Isto pode ser compreendido de duas maneiras: por um lado, podemos interpretar virāmapratyaya como a descontinuidade total dos conteúdos de citta.
Por outro lado, podemos considerar que esse virāmapratyaya, em verdade, não é necessariamente deixar de pensar, mas deixar de identificar-se com os processos do pensar.
Noutras palavras, que o asamprājñāta samādhi não seja a cessação ontológica dos vṛttis mas o desprendimento total em relação ao conhecimento dos objetos que o conhecedor observa.
A segunda questão, sobre a natureza do samādhi, fica clara quando olhamos para o termo composto saṁskāraśeṣaḥ.
Essa palavra composta aponta, nesse contexto, para o fato de que, nesta prática, os saṁskāras, as impressões latentes do subconsciente, permanecem apenas em suas formas residuais (śeṣaḥ).
Noutras palavras, elas não ficam mais ativas e perdem, assim, a capacidade de gerar novos conteúdos durante a prática de meditação.
Quando o saṁskāra perde esse poder sobre a psiquê, advém então essa cessação da identificação com os conteúdos de citta.
Fica claro assim que a prática desse samādhi, portanto, promove e completa o antaḥkarāṇaśuddhi, a purificação do psiquismo, essencial para completar o processo da libertação, kaivalya.
Navegando o sūtra 18
Não é difícil equivocar-se ao tentar definir este samādhi. Asamprājñāta é a absorção meditativa final, que segue após o vitarkā, o vicāra, o ānanda e asmitā samādhis, que Patañjali mencionou no sūtra 17.
Ele surge quando desaparece a identificação com o vṛtti ‘eu sou’ (asmitā), quarto e último estágio do samprājñāta samādhi que estudamos no sūtra anterior.

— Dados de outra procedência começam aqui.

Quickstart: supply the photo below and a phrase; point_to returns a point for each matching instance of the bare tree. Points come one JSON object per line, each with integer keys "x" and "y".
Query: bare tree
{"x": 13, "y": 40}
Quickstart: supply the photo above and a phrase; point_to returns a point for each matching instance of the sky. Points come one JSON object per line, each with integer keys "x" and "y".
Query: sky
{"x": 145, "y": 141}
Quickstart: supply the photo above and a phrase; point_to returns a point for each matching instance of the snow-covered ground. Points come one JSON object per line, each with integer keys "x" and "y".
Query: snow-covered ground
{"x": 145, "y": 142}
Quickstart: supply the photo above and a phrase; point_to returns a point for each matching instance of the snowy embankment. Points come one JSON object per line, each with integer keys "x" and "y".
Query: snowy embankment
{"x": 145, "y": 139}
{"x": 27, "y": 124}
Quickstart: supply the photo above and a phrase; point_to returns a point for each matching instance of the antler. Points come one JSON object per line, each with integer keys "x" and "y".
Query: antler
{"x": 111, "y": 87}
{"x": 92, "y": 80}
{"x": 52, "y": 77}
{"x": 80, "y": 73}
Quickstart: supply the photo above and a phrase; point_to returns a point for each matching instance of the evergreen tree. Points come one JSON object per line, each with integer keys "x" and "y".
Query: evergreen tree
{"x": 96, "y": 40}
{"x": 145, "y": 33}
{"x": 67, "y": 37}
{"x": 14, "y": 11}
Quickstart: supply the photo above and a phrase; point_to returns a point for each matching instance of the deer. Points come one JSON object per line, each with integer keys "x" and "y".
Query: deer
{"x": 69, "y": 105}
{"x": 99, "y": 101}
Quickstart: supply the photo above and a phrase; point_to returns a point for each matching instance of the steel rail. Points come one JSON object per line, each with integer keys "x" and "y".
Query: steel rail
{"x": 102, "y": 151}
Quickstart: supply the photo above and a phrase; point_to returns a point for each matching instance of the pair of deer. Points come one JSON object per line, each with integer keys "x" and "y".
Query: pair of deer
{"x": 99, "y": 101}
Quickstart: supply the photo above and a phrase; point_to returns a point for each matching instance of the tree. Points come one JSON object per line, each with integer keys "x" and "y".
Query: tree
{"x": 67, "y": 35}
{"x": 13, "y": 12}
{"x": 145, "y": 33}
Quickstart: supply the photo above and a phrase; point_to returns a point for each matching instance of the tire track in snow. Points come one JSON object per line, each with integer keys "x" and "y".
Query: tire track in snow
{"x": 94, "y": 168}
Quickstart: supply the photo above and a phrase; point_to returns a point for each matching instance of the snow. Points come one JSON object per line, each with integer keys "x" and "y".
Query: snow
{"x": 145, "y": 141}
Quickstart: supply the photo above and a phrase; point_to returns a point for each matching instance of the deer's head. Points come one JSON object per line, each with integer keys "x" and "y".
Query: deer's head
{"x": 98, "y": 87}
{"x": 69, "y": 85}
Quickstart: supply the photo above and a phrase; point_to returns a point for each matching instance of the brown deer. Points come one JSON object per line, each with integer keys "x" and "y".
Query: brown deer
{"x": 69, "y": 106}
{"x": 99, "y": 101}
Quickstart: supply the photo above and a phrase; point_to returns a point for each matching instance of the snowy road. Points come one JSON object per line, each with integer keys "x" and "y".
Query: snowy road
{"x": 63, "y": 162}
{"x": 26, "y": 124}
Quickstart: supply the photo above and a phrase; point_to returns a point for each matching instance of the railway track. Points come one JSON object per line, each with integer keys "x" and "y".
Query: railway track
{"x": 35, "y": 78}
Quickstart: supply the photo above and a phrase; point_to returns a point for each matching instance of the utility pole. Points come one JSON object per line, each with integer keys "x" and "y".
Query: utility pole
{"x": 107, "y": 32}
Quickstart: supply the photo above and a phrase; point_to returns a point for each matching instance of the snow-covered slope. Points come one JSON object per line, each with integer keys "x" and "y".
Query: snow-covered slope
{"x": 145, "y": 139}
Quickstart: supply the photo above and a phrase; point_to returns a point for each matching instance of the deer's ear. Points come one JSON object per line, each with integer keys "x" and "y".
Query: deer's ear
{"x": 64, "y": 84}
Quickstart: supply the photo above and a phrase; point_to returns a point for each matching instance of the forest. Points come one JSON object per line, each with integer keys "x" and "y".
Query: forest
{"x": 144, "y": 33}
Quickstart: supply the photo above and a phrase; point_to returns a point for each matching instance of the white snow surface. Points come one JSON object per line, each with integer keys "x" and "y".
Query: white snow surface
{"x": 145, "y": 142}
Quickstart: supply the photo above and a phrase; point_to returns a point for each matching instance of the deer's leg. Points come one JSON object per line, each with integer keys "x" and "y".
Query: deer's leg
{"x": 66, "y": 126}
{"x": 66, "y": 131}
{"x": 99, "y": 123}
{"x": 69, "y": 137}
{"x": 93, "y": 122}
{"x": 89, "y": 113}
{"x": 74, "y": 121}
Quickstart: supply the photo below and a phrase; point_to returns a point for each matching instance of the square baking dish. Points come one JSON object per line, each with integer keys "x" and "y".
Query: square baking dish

Vyāsa, o comentarista do Yogasūtra, nos esclarece ainda mais:
“Quando todas [as identificações com] os processos e conteúdos da consciência já foram superadas, e somente os saṁskāras permanecem em forma residual, essa cessação é chamada asamprājñāta, samādhi além da reflexão.

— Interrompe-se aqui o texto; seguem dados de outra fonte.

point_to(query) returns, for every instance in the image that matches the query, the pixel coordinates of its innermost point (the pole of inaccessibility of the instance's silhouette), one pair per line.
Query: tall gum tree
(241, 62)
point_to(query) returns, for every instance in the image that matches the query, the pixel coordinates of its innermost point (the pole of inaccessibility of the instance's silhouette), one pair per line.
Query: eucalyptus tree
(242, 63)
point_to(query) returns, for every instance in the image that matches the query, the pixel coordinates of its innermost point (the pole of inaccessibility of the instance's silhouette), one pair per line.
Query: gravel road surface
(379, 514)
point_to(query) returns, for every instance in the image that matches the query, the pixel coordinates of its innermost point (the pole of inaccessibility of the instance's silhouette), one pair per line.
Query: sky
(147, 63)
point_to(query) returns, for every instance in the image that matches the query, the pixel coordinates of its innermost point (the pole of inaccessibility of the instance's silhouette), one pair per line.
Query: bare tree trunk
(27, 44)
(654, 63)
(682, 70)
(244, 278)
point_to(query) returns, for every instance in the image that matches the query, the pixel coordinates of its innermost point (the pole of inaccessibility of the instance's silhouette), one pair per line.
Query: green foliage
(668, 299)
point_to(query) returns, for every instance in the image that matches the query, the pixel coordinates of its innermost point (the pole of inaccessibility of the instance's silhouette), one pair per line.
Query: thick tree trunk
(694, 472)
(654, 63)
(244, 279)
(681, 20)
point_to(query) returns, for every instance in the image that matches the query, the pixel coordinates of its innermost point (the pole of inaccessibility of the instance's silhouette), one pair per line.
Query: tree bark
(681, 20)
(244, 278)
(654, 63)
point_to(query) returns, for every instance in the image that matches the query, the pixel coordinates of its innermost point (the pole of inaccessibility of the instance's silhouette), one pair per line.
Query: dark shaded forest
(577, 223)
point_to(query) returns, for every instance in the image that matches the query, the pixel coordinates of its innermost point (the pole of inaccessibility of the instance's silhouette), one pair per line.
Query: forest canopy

“O meio para se obter este samādhi é o desapego mais elevado. A prática com objetos de apoio [para a contemplação] não é eficiente para alcançar este grau de samādhi”.
Quando até mesmo a desidentificação com os vṛttis sáttvicos dos quais trata o sūtra anterior é alcançada e o praticante desenvolve desapego em relação a esses conteúdos, ele alcança o asamprājñāta samādhi.
Recapitulando, esses vṛttis sáttvicos são: clareza de autoanálise, clareza de discernimento, reflexão sobre a plenitude e percepção da diferença entre o ego e o Ser.
Ao surgir esse estado, os saṁskāras não frutificam nem formam novos vṛttis, mas permanecem apenas em estado latente, como “sementes queimadas”, para usar a expressão de Vyāsa.
O que é o saṁskāra?
Para compreendermos o presente sūtra precisaremos, primeiramente, definir a palavra saṁskāra, que aparece aqui, por primeira vez nesta obra.
A palavra saṁskāra é traduzida como ‘ritual’, mas quer dizer também embelezamento, purificação, sacralização, cerimônia purificatória.
Deriva da raíz saṁskṛ, que significa literalmente ‘purificação’, ‘perfeição’, da qual, aliás, procede também a palavra saṁskṛtaṁ, que aliás significa ‘sânscrito’, em sânscrito.
No Yogasūtra, no entanto, esse termo possui um significado bem diferente: o de ativador dos movimentos da psiquê.
Nesse sentido, os saṁskāras são as forças subconscientes que, baseadas em memórias ou desejos advindos das ações passadas e, estocados na mente subconsciente, dão lugar a novos pensamentos e emoções.
Todas as ações (karmas) deixam como resultado essas impressões subliminares.
Esses saṁskāras ficam armazenados no subconsciente, ‘amadurecendo’ e aguardando a condição apropriada para se manifestarem na forma de atividade volitiva, gerando vṛttis que, por sua vez, irão produzir novos karmas.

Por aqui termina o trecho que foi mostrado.